Needless to say, I would prefer Skill (Modern) over Epic.  

I'd still buy epic (if only to better explain the ancient High Age and its remnant spells and artifacts), but EoM Modern / Skills is more innately useful to me at the moment. Thanks for asking.


----------



## Kemrain (May 17, 2005)

RW, I'll just send you my VISA, okay? I'll buy anything you have that has EoM on it, until you start signing rolls of toilet paper and charging $13.95.  A skill based system would make my boyfriend spooge himself, and, while I'm against this, I'd like to see it too.  The epic book would be good, as we have a 26th level caster in our game that we're handwaving. Just pdf it, sign it, and listen to me bitch about it, and I'll pay you. Good deal?

- Kemrain the Dedicated.


----------



## RandomUsernamehmimo71 (May 17, 2005)

I love you 

While I may not use it in D20 modern, I like the D20 modern system for Fantasy games, and I'm certainly interested in looking over your system ASAP.

I've been modifying EOM to be skill-based since before Revised, so I'd Love to see the way you do it.

The hardpart will be swinging Kemrain, but I think that if it's well written, it might be do-able.
I'd love any teasers or information, as well as conceptual ideas.


----------



## Aristotle (May 17, 2005)

Whether it's used as it is intended or just used as yet another delicious tool to customize EoM for our campaigns, I think many of us would like to see it. I know I'll be buying it, and most anything else in the EoM line so long as the products continue to advance the magic system I've come to enjoy in ways I can find use for.


----------



## DonTadow (Jun 1, 2005)

Kemrain said:
			
		

> RW, I'll just send you my VISA, okay? I'll buy anything you have that has EoM on it, until you start signing rolls of toilet paper and charging $13.95.  A skill based system would make my boyfriend spooge himself, and, while I'm against this, I'd like to see it too.  The epic book would be good, as we have a 26th level caster in our game that we're handwaving. Just pdf it, sign it, and listen to me bitch about it, and I'll pay you. Good deal?
> 
> - Kemrain the Dedicated.



Hillarious, 

Although I'd like the toilet paper if it's two ply.

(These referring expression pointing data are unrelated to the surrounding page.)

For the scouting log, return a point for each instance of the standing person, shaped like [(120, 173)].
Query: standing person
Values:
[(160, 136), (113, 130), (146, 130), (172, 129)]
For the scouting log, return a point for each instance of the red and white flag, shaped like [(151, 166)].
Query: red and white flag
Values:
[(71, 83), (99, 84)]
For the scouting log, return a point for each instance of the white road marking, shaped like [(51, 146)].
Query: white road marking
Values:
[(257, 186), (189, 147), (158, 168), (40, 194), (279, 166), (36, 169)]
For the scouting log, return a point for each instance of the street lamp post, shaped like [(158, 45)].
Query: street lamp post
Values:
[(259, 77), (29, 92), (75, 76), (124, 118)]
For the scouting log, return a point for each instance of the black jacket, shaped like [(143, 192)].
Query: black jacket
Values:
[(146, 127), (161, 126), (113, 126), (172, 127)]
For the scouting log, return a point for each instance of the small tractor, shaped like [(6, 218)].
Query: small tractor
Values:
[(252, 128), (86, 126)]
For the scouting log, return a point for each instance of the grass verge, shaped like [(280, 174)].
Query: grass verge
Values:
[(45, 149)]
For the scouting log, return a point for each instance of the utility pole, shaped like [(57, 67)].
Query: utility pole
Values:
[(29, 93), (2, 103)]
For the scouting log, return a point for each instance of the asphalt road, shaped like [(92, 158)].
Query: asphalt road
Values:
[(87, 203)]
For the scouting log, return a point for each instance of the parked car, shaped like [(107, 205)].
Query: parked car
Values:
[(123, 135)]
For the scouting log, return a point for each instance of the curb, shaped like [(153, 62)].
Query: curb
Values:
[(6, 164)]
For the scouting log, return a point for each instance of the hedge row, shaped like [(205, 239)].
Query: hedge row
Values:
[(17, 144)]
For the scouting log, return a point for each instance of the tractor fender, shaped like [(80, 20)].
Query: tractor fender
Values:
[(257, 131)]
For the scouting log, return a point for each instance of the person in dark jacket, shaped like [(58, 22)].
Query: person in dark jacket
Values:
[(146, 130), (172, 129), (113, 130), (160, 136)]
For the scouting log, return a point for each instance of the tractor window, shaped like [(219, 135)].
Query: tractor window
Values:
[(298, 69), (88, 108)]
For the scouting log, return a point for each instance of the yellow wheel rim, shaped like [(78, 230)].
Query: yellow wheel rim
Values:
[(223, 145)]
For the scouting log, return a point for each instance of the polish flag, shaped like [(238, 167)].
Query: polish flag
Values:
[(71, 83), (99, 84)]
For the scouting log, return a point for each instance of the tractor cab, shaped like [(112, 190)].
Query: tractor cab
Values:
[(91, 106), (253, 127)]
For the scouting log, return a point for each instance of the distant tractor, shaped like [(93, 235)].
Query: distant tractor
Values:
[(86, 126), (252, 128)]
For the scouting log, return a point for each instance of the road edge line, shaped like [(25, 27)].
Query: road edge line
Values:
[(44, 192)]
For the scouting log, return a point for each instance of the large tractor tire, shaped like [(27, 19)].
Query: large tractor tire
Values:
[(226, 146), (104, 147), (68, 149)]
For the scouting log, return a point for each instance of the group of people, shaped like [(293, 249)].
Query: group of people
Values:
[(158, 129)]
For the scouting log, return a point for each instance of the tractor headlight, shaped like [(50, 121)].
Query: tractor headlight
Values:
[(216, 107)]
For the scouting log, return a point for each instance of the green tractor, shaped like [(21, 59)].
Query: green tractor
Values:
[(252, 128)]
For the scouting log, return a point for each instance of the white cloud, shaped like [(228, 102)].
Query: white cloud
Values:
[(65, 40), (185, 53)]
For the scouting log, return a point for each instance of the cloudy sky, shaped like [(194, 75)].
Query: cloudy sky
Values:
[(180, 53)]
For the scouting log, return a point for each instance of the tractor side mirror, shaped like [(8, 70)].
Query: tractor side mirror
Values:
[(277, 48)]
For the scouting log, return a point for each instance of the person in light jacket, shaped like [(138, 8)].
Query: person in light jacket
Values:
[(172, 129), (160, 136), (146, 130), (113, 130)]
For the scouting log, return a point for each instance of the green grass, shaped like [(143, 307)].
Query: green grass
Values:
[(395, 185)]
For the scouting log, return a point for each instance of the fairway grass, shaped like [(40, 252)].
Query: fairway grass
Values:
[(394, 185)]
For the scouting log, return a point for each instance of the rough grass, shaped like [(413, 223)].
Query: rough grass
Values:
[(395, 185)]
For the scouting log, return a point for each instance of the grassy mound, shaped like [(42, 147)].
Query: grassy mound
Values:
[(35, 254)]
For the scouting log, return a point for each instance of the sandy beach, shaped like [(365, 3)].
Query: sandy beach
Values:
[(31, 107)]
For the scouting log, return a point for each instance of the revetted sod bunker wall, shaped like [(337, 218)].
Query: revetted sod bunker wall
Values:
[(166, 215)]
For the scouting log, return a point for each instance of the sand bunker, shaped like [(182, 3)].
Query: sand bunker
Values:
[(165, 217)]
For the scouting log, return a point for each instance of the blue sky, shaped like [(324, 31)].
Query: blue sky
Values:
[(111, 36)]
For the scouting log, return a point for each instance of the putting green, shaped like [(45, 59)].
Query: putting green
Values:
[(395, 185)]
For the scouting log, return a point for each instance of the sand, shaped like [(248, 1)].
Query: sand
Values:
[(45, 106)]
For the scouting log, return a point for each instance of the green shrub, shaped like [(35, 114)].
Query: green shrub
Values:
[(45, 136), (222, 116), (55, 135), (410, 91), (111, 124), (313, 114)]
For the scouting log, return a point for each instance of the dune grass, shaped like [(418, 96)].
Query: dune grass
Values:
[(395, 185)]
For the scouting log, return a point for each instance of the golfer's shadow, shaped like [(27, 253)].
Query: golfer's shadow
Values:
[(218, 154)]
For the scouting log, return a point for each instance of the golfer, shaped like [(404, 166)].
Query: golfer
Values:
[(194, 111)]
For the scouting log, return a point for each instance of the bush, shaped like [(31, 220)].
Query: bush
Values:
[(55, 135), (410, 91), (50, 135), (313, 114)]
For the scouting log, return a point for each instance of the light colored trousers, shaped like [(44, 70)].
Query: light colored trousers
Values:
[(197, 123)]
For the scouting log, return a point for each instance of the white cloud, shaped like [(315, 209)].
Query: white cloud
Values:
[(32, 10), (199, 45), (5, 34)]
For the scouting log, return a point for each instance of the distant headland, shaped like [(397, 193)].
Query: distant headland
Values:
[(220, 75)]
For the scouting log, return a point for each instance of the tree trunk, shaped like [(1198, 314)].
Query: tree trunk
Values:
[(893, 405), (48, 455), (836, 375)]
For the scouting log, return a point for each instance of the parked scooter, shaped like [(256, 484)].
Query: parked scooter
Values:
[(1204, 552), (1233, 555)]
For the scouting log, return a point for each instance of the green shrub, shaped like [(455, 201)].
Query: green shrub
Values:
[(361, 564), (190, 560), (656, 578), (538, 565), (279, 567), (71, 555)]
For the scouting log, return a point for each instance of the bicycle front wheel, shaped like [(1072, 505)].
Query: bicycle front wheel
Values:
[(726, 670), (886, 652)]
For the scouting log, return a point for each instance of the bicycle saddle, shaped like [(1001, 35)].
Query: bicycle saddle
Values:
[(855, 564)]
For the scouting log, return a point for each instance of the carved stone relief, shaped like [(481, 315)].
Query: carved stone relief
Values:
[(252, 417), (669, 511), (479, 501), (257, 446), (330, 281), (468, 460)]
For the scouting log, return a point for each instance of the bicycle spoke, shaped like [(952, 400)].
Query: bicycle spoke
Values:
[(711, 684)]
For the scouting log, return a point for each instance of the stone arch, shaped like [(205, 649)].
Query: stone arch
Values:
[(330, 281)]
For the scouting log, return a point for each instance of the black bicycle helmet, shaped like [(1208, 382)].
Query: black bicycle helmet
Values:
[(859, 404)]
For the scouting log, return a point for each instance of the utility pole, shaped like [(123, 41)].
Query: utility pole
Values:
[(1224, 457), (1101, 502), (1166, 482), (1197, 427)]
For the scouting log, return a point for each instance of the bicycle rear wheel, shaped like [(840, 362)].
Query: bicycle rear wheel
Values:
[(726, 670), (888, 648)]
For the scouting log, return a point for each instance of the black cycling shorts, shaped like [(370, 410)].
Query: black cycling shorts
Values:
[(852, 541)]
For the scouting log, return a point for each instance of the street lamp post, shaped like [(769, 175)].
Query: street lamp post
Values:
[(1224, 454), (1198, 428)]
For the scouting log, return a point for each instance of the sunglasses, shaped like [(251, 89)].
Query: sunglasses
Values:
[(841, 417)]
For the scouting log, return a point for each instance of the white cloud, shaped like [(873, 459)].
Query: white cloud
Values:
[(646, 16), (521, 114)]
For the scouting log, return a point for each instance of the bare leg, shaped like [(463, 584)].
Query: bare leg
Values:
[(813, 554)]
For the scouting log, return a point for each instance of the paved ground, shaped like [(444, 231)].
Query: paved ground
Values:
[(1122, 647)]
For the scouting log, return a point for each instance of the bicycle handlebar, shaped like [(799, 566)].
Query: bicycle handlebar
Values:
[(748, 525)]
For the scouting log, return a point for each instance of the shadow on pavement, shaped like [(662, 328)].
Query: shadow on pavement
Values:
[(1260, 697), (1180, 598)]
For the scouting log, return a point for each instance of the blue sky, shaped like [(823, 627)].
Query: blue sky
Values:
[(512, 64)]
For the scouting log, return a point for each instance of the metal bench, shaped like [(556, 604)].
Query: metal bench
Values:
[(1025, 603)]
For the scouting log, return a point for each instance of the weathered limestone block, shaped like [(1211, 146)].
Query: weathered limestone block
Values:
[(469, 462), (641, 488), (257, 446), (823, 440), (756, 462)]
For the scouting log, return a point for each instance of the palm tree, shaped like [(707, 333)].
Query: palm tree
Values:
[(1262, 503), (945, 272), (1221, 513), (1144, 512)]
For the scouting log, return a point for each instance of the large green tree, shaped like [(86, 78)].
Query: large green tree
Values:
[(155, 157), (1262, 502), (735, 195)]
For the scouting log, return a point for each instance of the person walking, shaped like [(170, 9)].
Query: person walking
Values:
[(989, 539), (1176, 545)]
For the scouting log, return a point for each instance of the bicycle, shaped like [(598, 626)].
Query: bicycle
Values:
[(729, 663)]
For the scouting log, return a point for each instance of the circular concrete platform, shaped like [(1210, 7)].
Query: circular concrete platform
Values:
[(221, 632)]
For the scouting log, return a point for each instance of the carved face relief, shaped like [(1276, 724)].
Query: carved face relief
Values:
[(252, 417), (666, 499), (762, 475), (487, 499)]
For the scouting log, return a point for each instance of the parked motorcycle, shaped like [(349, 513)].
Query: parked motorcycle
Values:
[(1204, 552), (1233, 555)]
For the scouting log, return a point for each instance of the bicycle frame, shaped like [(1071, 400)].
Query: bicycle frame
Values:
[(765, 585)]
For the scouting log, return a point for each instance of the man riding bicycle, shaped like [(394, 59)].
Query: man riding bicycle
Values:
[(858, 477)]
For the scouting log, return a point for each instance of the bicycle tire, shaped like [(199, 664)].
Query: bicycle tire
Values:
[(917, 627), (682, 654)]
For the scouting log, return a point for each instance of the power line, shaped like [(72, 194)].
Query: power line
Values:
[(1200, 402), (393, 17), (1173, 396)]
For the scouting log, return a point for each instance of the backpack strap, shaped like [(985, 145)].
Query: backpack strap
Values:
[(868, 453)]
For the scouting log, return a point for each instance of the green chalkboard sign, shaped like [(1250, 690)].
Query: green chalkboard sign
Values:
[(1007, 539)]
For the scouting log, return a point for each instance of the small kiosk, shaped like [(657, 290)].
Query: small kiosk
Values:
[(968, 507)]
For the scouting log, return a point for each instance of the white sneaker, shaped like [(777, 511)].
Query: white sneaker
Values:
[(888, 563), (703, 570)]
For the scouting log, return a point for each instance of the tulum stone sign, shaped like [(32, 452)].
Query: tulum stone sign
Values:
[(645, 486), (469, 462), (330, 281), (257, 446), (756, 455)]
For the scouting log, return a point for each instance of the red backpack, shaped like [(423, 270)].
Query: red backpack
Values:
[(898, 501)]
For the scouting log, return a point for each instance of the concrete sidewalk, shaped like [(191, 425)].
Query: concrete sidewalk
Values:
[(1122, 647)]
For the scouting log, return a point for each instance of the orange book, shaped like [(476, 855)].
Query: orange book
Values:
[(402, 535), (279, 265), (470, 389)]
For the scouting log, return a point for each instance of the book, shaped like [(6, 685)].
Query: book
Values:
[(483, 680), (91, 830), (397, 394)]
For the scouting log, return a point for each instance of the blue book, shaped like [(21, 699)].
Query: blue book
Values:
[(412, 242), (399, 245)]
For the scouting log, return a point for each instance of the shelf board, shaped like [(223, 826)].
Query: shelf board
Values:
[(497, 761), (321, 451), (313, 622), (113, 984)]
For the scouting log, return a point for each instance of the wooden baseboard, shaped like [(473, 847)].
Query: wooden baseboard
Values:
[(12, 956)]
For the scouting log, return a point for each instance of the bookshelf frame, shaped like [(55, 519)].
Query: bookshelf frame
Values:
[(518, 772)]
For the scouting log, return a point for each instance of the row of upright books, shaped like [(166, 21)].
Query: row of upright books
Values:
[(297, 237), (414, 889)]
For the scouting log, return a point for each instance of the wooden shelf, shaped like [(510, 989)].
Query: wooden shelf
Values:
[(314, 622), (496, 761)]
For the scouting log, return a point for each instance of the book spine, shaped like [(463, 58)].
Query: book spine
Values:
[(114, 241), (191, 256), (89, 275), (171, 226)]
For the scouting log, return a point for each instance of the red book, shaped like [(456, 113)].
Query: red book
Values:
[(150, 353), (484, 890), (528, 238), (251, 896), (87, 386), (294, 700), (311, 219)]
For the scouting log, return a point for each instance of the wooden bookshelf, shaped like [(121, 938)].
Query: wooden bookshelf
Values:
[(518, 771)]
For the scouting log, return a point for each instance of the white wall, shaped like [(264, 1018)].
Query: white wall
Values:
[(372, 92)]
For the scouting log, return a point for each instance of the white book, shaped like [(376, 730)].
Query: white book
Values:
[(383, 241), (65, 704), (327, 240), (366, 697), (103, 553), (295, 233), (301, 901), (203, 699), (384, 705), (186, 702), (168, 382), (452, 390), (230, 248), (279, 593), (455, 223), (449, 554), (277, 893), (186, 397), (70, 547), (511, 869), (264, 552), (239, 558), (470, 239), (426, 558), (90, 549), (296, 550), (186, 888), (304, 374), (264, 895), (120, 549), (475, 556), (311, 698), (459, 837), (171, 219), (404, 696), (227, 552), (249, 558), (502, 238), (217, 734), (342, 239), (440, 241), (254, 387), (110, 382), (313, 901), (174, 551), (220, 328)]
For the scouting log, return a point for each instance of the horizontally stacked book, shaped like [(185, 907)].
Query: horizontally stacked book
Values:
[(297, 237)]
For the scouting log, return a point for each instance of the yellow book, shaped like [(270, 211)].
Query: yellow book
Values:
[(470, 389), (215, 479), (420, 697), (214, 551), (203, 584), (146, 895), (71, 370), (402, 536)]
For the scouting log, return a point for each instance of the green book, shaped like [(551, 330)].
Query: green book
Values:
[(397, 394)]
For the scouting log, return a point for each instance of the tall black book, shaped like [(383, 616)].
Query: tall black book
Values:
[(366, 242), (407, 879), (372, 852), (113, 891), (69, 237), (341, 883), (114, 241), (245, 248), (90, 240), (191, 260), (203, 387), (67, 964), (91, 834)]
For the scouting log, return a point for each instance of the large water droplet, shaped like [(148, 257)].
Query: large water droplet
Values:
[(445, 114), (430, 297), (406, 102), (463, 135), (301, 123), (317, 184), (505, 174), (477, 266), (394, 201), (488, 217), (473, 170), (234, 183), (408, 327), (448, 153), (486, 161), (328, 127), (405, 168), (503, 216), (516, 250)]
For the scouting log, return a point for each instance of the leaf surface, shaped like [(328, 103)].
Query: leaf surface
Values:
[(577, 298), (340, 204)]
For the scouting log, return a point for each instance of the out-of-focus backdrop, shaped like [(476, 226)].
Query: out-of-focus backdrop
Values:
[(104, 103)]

I'd like to see the modern system over the epic system.  I can't see myself doing epic as they are too difficult to maintain.  I'd still one day love to see some spellbooks for a buck with about 20 ro 30 prerindered spells.  Maybe even a few books that converts 3.5 spells from teh phb into  the EOM.  Braek them down by alphebet and sell a-e for abuck and so on.


----------



## Staffan (Jun 1, 2005)

I'll have to say that I'm not all that interested in either a d20M-based version of Elements, nor of an epic-level version. But that's just me, of course.


----------



## DonTadow (Jun 1, 2005)

I said i'd rather see teh modern over the epic, but I'd rather see more material dealing with regular d20 levels 1-20.


----------



## John Q. Mayhem (Jun 6, 2005)

Here's hoping that the skills system will work in Grim Tales, too


----------